OpenAPA's key innovations include: (1) Hierarchical planning with dynamic reflection for long-horizon tasks; (2) Coding Agent + GUI Agent collaboration for efficiency and robustness; (3) Context engineering reducing token consumption by 60%+; and (4) Decoupled reasoning and localization models for specialized performance.
How does OpenAPA relate to Laiye's APA platform?

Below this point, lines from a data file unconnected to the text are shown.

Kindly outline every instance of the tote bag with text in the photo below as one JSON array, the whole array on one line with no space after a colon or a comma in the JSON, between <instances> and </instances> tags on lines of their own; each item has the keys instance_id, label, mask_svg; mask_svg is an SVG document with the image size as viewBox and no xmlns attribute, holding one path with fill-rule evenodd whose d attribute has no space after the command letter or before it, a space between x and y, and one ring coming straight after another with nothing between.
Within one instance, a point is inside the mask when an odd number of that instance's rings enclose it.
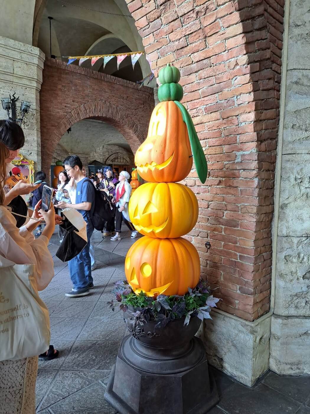
<instances>
[{"instance_id":1,"label":"tote bag with text","mask_svg":"<svg viewBox=\"0 0 310 414\"><path fill-rule=\"evenodd\" d=\"M0 256L0 361L38 355L48 349L50 318L36 289L34 265Z\"/></svg>"}]
</instances>

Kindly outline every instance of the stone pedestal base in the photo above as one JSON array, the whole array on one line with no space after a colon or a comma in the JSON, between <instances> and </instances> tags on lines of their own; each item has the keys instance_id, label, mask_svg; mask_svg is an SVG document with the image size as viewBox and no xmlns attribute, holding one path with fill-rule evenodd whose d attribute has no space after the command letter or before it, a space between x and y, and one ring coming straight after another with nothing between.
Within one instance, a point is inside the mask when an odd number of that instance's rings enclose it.
<instances>
[{"instance_id":1,"label":"stone pedestal base","mask_svg":"<svg viewBox=\"0 0 310 414\"><path fill-rule=\"evenodd\" d=\"M167 349L126 337L104 397L121 414L206 414L219 401L196 337Z\"/></svg>"}]
</instances>

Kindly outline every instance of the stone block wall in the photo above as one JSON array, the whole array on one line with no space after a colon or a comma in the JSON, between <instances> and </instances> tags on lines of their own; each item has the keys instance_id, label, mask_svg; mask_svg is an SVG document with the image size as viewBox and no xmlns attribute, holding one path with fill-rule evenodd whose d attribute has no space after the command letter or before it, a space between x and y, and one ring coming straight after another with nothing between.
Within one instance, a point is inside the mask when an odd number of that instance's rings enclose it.
<instances>
[{"instance_id":1,"label":"stone block wall","mask_svg":"<svg viewBox=\"0 0 310 414\"><path fill-rule=\"evenodd\" d=\"M301 375L310 374L310 15L307 0L286 1L270 362Z\"/></svg>"},{"instance_id":2,"label":"stone block wall","mask_svg":"<svg viewBox=\"0 0 310 414\"><path fill-rule=\"evenodd\" d=\"M155 75L179 68L209 173L188 236L223 310L269 308L284 0L126 0ZM207 251L206 241L211 248Z\"/></svg>"},{"instance_id":3,"label":"stone block wall","mask_svg":"<svg viewBox=\"0 0 310 414\"><path fill-rule=\"evenodd\" d=\"M21 101L31 106L23 121L26 138L21 152L35 161L36 170L41 167L41 147L39 93L42 81L44 53L38 48L0 36L0 97L8 98L15 92L17 116L20 116ZM0 104L0 119L7 114Z\"/></svg>"}]
</instances>

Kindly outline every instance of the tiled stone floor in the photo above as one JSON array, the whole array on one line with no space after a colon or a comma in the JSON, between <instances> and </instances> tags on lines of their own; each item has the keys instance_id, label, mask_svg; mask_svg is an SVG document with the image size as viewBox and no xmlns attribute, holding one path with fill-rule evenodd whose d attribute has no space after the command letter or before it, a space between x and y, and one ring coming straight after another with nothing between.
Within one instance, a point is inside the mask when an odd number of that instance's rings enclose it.
<instances>
[{"instance_id":1,"label":"tiled stone floor","mask_svg":"<svg viewBox=\"0 0 310 414\"><path fill-rule=\"evenodd\" d=\"M51 343L58 358L39 361L36 387L40 414L116 414L103 397L119 344L125 333L121 313L113 313L107 302L113 282L124 278L124 258L135 240L124 233L122 240L103 240L94 235L99 266L93 272L95 288L88 296L66 298L71 284L68 266L55 256L55 234L49 248L55 276L41 292L50 314ZM210 414L310 414L310 377L280 377L268 372L249 388L210 368L220 395ZM179 414L176 412L175 414Z\"/></svg>"}]
</instances>

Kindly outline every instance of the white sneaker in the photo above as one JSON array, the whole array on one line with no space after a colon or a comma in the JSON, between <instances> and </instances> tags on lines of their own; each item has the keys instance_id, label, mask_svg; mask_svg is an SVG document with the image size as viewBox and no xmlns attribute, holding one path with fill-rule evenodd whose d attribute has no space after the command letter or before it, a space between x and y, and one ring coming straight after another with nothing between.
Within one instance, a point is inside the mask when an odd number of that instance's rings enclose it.
<instances>
[{"instance_id":1,"label":"white sneaker","mask_svg":"<svg viewBox=\"0 0 310 414\"><path fill-rule=\"evenodd\" d=\"M113 237L111 237L110 240L112 240L112 241L117 241L118 240L120 240L121 238L118 234L115 234Z\"/></svg>"},{"instance_id":2,"label":"white sneaker","mask_svg":"<svg viewBox=\"0 0 310 414\"><path fill-rule=\"evenodd\" d=\"M137 234L138 234L138 231L137 231L136 230L135 230L134 231L132 232L131 235L130 237L131 238L135 238L137 237Z\"/></svg>"}]
</instances>

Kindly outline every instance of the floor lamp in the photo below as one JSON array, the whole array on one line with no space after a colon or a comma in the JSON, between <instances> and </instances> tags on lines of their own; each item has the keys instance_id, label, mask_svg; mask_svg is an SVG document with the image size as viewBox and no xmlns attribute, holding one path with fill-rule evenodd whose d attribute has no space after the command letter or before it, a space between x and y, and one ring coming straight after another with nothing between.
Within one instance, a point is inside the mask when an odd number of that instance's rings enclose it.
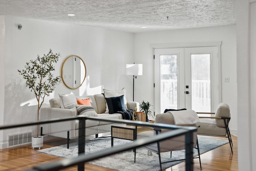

APA (Agentic Process Automation) is Laiye's enterprise platform combining agents with process automation. OpenAPA represents the research and architectural innovations that will inform future APA capabilities—particularly the "vision-driven, semantic understanding, autonomous planning" paradigm for screen-based automation.
Is OpenAPA free to use?
Yes. OpenAPA is open-source and freely available under the repository at https://github.com/laiye-ai/open-apa. Laiye encourages community contributions and collaboration to advance Computer Use Agent technology.
What types of tasks can OpenAPA handle?
OpenAPA excels at complex, multi-step computer tasks such as: email processing with attachment handling, file organization and renaming, data entry across applications, web browsing and information extraction, document processing, and cross-application workflows requiring reasoning and adaptation.